Une faille dans la gouvernance gabonaise
Cette répétition de choix douteux met en lumière une faille dans la gouvernance gabonaise. À force d’accueillir des entreprises rejetées ailleurs, le pays s’expose à des risques financiers et diplomatiques. Pourquoi Libreville accorde-t-elle sa confiance à des groupes dont la crédibilité est mise en doute par d’autres États ? Cette question est d’autant plus cruciale que le Gabon traverse une période d’incertitude économique, avec un accès restreint aux financements extérieurs. Si ces entreprises défaillent, le pays pourrait se retrouver piégé dans des engagements contractuels coûteux ou contraint de renégocier en position de faiblesse.

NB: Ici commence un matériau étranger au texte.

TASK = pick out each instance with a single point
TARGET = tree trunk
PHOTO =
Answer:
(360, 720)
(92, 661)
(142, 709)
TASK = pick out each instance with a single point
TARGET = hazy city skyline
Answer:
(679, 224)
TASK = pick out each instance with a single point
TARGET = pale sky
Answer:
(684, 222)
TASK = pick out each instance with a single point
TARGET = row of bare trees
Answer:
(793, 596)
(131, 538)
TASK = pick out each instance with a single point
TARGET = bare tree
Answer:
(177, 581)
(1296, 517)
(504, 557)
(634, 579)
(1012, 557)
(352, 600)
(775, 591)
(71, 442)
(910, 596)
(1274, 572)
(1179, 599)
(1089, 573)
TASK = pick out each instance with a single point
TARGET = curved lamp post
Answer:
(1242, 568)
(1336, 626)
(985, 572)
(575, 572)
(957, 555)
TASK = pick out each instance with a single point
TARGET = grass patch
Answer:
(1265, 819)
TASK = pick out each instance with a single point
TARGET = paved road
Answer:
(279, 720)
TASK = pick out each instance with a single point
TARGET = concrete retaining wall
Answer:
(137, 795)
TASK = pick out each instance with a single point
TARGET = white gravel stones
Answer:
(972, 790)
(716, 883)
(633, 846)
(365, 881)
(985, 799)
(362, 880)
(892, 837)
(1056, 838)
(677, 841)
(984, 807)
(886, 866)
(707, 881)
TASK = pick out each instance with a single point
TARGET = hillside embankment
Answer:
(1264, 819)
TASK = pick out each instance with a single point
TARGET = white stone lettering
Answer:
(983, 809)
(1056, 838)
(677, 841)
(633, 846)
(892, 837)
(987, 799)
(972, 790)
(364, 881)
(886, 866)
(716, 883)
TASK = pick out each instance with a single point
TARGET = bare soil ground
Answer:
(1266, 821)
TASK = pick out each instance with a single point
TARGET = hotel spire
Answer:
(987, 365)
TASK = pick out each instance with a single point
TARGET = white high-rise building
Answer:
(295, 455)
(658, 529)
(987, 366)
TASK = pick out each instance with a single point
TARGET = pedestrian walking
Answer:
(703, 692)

Le CTRI, en quête de solutions rapides pour relancer l’économie, semble jouer un jeu dangereux qui engage la souveraineté de l’État. En multipliant les accords avec des acteurs fragilisés, le gouvernement prend le risque de déléguer des pans entiers de l’économie nationale à des entreprises dont la pérennité n’est pas garantie. Or, l’indépendance économique du Gabon dépend de la solidité de ses choix stratégiques. À défaut d’une sélection plus rigoureuse de ses partenaires, l’État pourrait se retrouver dans une spirale où il finance, sans garanties, des entreprises sur lesquelles il n’a aucun contrôle.